В Киото Очкасова ждали не только неприятные известия, но и более конкретные дела. Для начала они с Богданом отправились в сад камней храма Рёандзи.

— Это тебе на зеленый чай, — протянул Очкасов десятитысячную банкноту водителю в белых нитяных перчатках. Тот энергично замотал головой и отсчитал сдачу.

— Ну, и пошел тогда на хер! — сказал Очкасов водителю чисто по-русски.

— Yes, I’m going, — на ломаном английском откликнулся шофер. Однако Очкасов никак не мог уняться:

— Всегда у них так! Я им говорю, что сдачи не надо, а они кобенятся: “Это мне сдачи не надо”. Обслуживающий персонал у них совершенно не понимает своей ролевой функции, — недовольно произнес Очкасов и в сад камней не пошел. — Надоел!
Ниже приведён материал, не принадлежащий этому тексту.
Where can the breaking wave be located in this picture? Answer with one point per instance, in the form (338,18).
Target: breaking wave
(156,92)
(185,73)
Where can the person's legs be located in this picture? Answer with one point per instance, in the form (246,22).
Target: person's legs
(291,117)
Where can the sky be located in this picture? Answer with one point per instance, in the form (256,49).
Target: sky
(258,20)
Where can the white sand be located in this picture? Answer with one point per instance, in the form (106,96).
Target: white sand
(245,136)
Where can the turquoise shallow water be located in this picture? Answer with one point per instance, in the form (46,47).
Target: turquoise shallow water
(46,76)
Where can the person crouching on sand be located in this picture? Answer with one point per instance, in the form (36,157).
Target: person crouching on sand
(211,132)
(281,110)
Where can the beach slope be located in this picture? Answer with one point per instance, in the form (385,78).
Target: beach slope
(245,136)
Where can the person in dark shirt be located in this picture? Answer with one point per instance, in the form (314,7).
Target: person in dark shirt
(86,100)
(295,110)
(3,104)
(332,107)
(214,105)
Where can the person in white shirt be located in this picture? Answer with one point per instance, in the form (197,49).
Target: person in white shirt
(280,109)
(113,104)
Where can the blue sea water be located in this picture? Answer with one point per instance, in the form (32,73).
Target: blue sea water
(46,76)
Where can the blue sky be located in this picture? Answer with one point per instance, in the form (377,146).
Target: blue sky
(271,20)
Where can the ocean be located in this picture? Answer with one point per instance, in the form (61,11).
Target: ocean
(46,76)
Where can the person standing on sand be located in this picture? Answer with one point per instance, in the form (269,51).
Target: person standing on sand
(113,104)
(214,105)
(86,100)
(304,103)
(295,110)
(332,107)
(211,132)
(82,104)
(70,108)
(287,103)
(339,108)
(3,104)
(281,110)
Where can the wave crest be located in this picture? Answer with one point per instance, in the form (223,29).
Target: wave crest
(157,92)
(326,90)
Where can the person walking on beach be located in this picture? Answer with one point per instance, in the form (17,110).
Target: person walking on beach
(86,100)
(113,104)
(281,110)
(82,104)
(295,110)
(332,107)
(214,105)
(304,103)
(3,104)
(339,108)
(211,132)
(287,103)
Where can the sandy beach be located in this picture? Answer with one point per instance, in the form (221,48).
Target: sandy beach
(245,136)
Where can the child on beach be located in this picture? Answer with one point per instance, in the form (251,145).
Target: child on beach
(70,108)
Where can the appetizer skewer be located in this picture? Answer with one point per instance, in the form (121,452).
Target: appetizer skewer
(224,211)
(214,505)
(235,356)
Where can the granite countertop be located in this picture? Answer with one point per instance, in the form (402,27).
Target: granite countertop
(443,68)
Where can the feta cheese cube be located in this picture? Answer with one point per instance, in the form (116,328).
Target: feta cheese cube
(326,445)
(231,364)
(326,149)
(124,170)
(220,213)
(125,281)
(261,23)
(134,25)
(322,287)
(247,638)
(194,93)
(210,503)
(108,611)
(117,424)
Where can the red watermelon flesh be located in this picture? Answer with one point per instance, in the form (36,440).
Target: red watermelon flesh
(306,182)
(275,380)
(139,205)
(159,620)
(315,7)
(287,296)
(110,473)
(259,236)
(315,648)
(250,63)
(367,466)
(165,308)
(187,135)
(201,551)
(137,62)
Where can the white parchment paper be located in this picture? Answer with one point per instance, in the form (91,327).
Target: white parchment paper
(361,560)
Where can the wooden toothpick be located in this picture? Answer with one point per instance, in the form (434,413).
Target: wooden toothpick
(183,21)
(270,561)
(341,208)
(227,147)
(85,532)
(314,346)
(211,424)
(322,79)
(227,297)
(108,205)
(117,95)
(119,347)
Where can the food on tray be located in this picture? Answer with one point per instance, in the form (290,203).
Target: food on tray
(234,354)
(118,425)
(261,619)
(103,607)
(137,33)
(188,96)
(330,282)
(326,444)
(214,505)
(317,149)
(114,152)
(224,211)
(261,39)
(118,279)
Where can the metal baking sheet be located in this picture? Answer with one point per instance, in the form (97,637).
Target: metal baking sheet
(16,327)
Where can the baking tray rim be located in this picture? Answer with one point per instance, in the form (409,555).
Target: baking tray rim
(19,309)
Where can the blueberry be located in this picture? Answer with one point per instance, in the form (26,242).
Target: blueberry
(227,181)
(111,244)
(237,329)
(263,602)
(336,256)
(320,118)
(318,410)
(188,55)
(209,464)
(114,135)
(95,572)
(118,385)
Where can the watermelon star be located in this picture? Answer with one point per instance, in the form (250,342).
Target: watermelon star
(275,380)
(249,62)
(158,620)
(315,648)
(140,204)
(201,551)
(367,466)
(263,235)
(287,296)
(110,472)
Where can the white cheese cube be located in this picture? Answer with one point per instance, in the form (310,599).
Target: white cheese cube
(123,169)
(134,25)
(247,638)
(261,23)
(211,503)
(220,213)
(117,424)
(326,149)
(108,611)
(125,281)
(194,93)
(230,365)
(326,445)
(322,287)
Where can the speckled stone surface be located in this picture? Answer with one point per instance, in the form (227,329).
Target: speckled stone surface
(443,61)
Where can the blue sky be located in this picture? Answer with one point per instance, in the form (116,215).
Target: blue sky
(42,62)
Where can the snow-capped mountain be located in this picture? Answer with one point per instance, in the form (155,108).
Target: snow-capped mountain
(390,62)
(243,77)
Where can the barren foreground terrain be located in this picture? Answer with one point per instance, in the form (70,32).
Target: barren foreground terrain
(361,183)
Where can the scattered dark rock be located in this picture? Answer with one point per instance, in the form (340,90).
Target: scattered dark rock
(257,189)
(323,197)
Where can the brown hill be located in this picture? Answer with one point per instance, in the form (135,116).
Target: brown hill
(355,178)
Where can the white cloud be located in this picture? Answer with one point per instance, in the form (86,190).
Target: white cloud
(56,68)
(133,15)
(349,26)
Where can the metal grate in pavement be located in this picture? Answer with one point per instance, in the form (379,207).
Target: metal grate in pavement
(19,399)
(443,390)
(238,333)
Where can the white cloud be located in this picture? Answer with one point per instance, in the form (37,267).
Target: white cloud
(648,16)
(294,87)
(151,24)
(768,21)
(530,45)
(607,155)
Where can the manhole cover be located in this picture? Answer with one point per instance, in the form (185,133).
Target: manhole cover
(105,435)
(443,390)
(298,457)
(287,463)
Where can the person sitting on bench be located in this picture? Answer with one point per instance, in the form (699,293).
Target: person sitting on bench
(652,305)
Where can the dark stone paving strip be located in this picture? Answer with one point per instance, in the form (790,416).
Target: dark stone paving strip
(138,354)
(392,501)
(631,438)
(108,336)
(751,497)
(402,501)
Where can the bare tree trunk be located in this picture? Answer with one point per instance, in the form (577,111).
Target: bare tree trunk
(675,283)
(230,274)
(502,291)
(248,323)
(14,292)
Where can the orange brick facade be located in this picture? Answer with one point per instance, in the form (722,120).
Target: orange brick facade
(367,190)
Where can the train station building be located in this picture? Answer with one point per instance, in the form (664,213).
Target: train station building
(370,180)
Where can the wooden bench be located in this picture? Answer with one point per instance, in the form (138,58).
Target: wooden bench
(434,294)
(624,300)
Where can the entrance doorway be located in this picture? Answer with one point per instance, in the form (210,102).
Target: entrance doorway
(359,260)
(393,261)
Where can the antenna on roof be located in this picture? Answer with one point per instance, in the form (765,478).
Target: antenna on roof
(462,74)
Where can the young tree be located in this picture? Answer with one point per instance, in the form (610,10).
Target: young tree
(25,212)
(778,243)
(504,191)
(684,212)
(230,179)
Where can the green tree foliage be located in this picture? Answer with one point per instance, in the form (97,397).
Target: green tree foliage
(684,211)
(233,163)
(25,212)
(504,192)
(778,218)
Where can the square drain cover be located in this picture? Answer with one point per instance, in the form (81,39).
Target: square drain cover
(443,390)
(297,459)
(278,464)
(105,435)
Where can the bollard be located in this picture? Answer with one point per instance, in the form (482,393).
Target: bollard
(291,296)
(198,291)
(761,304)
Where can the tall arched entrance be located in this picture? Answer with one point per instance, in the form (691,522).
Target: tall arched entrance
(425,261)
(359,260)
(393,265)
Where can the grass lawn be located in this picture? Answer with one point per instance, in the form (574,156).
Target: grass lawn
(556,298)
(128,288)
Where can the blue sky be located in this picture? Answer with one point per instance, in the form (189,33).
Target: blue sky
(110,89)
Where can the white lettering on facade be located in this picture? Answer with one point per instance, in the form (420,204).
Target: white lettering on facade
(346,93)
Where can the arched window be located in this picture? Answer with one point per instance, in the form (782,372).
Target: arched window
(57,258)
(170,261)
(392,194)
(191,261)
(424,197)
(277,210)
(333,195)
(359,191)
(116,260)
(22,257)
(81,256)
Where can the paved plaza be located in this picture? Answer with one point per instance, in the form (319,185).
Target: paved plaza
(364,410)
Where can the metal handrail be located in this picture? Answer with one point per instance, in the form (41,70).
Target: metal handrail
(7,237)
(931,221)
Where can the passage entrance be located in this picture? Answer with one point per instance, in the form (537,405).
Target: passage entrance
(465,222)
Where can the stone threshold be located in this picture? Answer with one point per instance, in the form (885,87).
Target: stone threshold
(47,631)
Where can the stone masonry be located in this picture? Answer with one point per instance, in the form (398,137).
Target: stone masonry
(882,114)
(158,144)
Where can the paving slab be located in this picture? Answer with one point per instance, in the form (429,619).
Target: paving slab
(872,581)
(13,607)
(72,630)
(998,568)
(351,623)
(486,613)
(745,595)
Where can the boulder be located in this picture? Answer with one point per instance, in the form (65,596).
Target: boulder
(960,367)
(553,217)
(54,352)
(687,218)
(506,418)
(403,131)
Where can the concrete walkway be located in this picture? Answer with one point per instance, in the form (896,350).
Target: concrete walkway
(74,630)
Ты давай своими камушками наслаждайся, а я пока кофейку попью.

Усевшись на открытую веранду, перед которой и располагался пресловутый сад, Богдан попытался предаться медитации, но выходило плохо. Вокруг него щелкали камеры, воздух не располагал к раздумьям, шибая в нос жвачкой, дезодорантами, потом. Электронная экскурсоводша ворковала в наушники, что темно-серые камни в опушке из векового мха — это тигрицы с тигрятами, которые переплывают море сансары, символизируемой белой галькой. Верилось с трудом. “Нет, в нашей Егорьевой пустыни естества все-таки больше, а американцев явно меньше”, — вяло думал Богдан. “Unbelievable!” — донеслось ему в ухо. Богдан в очередной раз поморщился.

Но в самолете, когда они летели в Японию, было еще хуже: прямо в воздухе играла свадьба. Наяривала гармошка, звенели стаканы, кричали “Горько!”, самолет раскачивало от плясок. Гости начали драться на высоте десяти тысяч метров над Норильском, а обессилели только над Хабаровском. Бессонная выдалась ночь. Одна группа дерущихся кричала: “Россия без педерастов!”, другая скандировала: “Христос воскресе!” При этом ни те, ни другие, похоже, не знали смысла произносимых слов. Тем не менее, нетрудно догадаться, кто вышел победителем.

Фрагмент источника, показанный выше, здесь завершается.